Critique du film « Presque » avec Bernard Campan et Alexandre Jollien : Peut-on vivre heureux et profiter de la vie en attendant la mort ? (Par Doris Mandouélé)

Bernard Campan encore aujourd’hui nous surprend, mais cette fois pas comme on l’entend ! « Presque » est avant tout un film sur la singularité de chacun, sur le corps, l'amour et l'amitié. Un long métrage tourné entre Lausanne et la France qui a toutefois donné le goût du jeu au philosophe valaisan : « Je rêverais d'incarner le rôle d'un handicapé psychopathe méchant. Cela aurait un côté thérapeutique et montrerait que la souffrance ne fait pas que des saints ».

«Presque » est un film réalisé par Bernard Campan (ex-inconnu) et Alexandre Jollien, sorti en salles le 19 janvier 2022. Amis dans la vie depuis plusieurs années, les deux hommes présentent une comédie fine et délicate sur le handicap. Ce film est un art entier.

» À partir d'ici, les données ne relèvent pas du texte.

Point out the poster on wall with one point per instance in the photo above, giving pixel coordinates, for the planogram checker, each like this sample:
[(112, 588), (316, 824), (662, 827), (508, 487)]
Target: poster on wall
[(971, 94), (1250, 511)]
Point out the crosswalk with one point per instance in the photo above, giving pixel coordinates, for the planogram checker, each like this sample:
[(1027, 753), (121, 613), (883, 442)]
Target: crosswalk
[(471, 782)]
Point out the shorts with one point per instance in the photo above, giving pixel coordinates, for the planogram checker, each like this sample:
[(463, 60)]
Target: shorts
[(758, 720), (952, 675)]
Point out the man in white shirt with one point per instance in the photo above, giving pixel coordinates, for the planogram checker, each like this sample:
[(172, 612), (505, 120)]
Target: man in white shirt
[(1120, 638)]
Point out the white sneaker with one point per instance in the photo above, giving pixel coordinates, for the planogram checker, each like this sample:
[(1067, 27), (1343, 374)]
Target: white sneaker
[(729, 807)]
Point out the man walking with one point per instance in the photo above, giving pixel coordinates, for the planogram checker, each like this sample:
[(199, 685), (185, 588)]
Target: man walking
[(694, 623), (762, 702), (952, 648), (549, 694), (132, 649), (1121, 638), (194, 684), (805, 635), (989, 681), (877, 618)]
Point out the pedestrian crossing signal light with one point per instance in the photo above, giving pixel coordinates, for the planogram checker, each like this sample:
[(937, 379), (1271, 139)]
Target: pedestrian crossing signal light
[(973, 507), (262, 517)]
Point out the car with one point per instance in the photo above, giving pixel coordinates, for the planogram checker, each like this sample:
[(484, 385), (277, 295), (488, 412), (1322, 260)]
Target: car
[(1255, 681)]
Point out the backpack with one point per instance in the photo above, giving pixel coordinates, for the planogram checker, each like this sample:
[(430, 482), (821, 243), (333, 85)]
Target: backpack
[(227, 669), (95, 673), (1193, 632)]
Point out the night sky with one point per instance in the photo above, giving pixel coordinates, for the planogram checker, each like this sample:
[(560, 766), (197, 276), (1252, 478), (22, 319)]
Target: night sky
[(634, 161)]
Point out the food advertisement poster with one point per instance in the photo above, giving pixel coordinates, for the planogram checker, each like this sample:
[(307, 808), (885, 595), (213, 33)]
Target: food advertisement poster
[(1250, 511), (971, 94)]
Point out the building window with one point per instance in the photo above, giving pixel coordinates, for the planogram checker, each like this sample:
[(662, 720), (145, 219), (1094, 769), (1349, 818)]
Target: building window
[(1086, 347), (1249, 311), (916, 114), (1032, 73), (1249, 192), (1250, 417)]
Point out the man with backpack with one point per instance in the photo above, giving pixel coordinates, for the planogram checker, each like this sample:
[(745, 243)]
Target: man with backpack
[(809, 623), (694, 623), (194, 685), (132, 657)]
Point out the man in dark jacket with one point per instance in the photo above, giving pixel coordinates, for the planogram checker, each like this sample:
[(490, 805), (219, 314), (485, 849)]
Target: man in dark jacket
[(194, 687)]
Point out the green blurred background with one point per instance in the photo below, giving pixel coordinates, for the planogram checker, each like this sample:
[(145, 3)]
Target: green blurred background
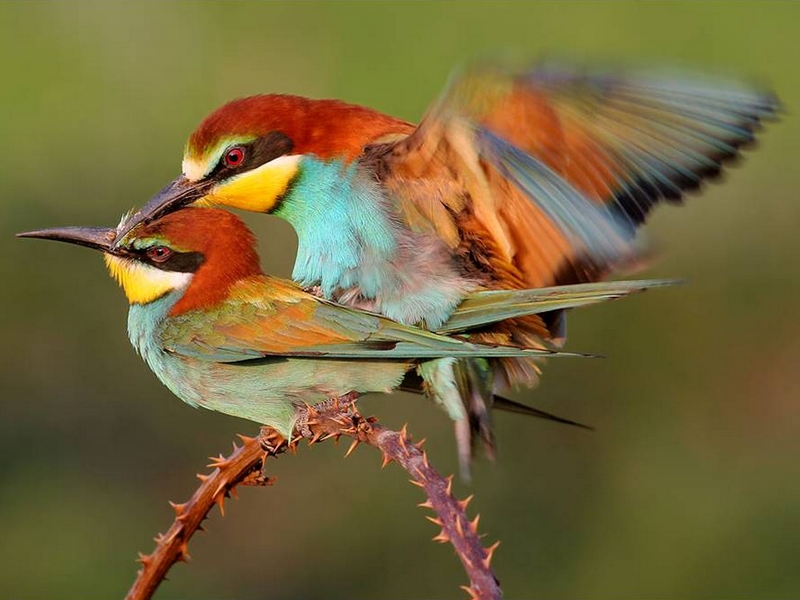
[(689, 488)]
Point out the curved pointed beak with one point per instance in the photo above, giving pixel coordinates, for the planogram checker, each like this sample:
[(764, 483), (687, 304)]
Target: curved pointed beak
[(99, 238), (179, 192)]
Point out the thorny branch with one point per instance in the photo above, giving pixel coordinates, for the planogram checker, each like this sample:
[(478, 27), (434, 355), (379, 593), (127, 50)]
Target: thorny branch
[(332, 419)]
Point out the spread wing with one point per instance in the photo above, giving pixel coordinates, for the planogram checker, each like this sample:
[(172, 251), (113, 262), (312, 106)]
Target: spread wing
[(542, 178), (267, 317)]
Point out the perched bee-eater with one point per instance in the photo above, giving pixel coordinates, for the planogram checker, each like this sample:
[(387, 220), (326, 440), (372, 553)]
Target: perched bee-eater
[(222, 335), (510, 181)]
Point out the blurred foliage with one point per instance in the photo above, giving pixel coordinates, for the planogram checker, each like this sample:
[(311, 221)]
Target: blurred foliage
[(690, 486)]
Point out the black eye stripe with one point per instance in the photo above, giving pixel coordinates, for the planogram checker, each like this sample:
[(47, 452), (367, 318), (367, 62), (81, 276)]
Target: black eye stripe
[(258, 152), (180, 262)]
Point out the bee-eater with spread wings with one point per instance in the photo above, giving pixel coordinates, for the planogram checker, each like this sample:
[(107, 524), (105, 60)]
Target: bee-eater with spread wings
[(510, 181)]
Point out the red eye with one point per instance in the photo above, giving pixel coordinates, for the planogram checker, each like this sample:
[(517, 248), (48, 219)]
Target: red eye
[(159, 253), (234, 157)]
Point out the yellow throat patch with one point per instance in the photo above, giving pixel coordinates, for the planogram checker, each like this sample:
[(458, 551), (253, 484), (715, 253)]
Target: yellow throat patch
[(143, 283), (257, 190)]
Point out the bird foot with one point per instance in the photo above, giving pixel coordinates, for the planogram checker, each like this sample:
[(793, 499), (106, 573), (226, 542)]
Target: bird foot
[(337, 406)]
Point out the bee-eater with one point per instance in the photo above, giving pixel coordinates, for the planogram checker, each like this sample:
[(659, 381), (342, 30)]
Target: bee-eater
[(510, 181), (222, 335)]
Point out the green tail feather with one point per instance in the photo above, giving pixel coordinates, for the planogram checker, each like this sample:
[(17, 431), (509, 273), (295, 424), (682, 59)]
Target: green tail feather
[(483, 308)]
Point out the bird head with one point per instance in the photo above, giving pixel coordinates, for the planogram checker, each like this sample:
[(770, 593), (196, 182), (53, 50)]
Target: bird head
[(247, 153), (199, 252)]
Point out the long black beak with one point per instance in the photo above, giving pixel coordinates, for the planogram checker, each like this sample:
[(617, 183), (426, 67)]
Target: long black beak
[(99, 238), (177, 193)]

Louis (Bernard Campan), travaille dans une entreprise de pompes funèbres, et Igor, lui, (Alexandre Jollien) handicapé physique est employé, livreur ambulant pour un magasin bio. Les deux personnages vont « se rencontrer » à la suite d’un accident de la route. Ils ne se connaissent que très peu, semblent n’avoir rien en commun pourtant, il va naitre entre eux, une histoire d’amitié. A la suite de cet accident, Ils vont décider de faire un long voyage de Lausanne jusque dans le sud de la France dans le corbillard de Louis contenant la dépouille d’une femme et les cendres d’un proche. Ce périple va changer leur existence.

Qui sont les handicapés de notre société ?

« Presque » ne parle pas seulement du handicap mais aussi et surtout de la vie en général avec tout ce qu’elle peut regrouper : la simplicité, l’amour, l’amitié, la solitude, le respect, la bienveillance et le courage. Igor atteint d’infirmité cérébrale, touchant, aborde le handicap sans tabou. Le personnage d’Igor présente un homme ayant un esprit vif, libre et censé « boqué » cependant par son handicap qui le fait naviguer dans la société. Louis est lui plus virulent, agressif, nerveux, et non satisfait de sa vie. Aussi, entre les deux hommes ont peut se demander qui est réellement handicapé !

Vivre pour ne pas mourir

Les deux hommes tentent de trouver un sens à leur vie. Ils mettent aussi en avant le concept du « bien vivre ensemble », reposant sur le respect des uns envers les autres, mais aussi l'acceptation de la pluralité des opinions, des interactions, et des relations bienveillantes.

« On est tous embarqué comme dans un train, on ignore tous notre destination mais on est à bord » (Igor).

Un très bon film riche en émotions : Emouvant, attachant, troublant, drôle à voir et revoir.